‘Queen of Diamonds’ departs Stornoway

Eira Thomas, the renowned diamond geologist whose spectacular success in the diamond exploration game earned her the moniker ‘Queen of Diamonds’, has resigned from the company she helped found, Stornoway Diamonds.

In a news release yesterday, Stornoway published a statement from Thomas, who served as CEO until 2008:

“Having completed the acquisition of a 100 percent interest in the Renard Diamond Project and having recently strengthened the board with the addition of three new excellent board members, I believe the company is now in the strongest position it has been in for years. Accordingly, I think this is an appropriate time for me to pass the torch as Chairman of the Company. I wish the Company great success and I look forward to seeing the successful development of Renard, both for the Company and its shareholders and also for the people of Québec.”

Thomas vaulted into diamond mining lore in the heady days of the early 90s when, as a newly minted geologist, she made a discovery in the High Arctic that would change her life and the direction of the diamond mining industry in Canada. Working alongside her father, colourful Welsh mining engineer Grenville Thomas, the younger Thomas discovered a mammoth kimberlite pipe underneath the waters of Lac de Gras. The site of the core sample was to become the Diavik mine, a multi-billion-dollar diamond deposit.

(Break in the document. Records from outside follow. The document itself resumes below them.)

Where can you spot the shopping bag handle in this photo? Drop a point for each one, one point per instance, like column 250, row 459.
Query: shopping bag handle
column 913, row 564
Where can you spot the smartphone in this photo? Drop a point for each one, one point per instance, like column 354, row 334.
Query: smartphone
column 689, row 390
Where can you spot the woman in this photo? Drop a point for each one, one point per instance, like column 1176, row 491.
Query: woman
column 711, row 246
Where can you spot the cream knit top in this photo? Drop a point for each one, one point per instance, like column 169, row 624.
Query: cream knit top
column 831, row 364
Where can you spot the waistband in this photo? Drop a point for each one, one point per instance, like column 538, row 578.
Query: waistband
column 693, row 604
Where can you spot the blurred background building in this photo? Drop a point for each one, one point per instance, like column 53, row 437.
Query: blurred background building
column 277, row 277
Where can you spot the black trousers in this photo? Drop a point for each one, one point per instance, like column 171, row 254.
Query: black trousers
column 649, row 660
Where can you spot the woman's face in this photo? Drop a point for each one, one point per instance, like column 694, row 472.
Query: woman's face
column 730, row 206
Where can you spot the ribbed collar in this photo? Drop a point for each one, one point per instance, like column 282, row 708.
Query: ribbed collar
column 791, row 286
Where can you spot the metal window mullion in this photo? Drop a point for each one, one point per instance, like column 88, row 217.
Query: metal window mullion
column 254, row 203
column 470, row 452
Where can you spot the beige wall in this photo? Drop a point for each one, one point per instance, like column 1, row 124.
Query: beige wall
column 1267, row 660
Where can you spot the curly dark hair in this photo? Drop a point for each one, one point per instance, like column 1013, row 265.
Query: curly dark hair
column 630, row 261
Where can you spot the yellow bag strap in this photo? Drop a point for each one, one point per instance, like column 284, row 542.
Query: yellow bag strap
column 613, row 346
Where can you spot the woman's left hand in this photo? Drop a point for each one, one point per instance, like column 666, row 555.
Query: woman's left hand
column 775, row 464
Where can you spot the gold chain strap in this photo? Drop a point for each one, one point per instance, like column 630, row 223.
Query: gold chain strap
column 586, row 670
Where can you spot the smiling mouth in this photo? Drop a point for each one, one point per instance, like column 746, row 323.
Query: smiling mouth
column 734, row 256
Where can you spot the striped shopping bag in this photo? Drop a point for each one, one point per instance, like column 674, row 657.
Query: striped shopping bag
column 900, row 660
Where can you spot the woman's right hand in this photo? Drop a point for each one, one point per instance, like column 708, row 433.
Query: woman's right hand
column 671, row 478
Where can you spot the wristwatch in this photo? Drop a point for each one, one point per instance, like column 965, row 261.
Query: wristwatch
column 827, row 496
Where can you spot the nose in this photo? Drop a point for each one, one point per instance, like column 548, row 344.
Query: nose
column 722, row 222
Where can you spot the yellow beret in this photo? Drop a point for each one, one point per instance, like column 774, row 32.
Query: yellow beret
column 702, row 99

Profiling Thomas in 2007, Portfolio.com tells the story that has become the stuff of diamond mining legend:

In May of that year, Thomas and consulting geologist Robin Hopkins, acting on a hunch, decided to drill underwater, off an island in Lac de Gras. The drill crew wasn’t happy about it, but Eira insisted. When Thomas and Hopkins inspected the core sample, what they found took their breath away: a two-carat diamond embedded inside. Thomas slept with the core sample under her pillow and flew to Vancouver the next day. After she presented the sample to her father, all he could muster was a single word: “No!” Her response was just as concise: “Yes!”

Eira Thomas, leading the Aber field team, had discovered what was then the highest-grade diamond mine in the world, estimated to contain more than 100 million carats, worth roughly $9 billion. The stones are of such high quality that, in 1999, Tiffany & Co. cut a deal with Aber to provide the high-end retailer with some $50 million in diamonds annually through 2013. Thomas’ find was so lucrative that Aber recently spent about $242 million to purchase the world-renowned jewelry house Harry Winston.

Watch the video on MINING.com

Stornoway said Tony Walsh will replace Thomas as CEO effective immediately. Walsh is President and CEO of Sabina Gold & Silver and has served as a Stornoway Director since 2003.